Vater befürchtet: "Mutter floh mit Sohn ins Ausland"

Andreas S. (31) mit Foto von Jan (2)
Andreas S. (31) mit Foto von Jan (2)privat
Ein 31-Jähriger ist verzweifelt: Er sorgt sich um Jan (2), denn die Mutter ist aus Eifersucht in einer Nacht und Nebel-Aktion geflüchtet.

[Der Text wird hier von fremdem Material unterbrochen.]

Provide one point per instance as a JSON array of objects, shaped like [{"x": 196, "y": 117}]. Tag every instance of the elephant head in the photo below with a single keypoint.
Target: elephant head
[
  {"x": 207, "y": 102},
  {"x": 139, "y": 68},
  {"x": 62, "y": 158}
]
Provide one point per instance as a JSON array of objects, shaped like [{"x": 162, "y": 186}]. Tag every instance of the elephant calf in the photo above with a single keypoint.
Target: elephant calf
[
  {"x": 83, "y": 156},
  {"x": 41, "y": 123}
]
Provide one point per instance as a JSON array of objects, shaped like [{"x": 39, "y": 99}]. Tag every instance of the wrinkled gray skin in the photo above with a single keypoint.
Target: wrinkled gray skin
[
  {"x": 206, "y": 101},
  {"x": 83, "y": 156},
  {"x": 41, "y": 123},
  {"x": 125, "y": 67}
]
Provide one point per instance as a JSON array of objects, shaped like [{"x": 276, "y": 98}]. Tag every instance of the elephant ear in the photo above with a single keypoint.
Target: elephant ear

Der gebürtige Wiener Andreas S. (alle Namen geändert) ist am Ende: Seit über zwei Wochen hat er kein Lebenszeichen von seinem geliebten Sohn bekommen.

"Packe meine Sachen"

Am 23. September fuhr der jetzt im Burgenland wohnhafte 31-Jährige in die Arbeit. Zu Mittag rief seine Lebensgefährtin an: "Ich packe meine Sachen." Der 31-Jährige blieb gelassen: "Sie hat manchmal Gemütsschwankungen, ich habe das nicht ernst genommen."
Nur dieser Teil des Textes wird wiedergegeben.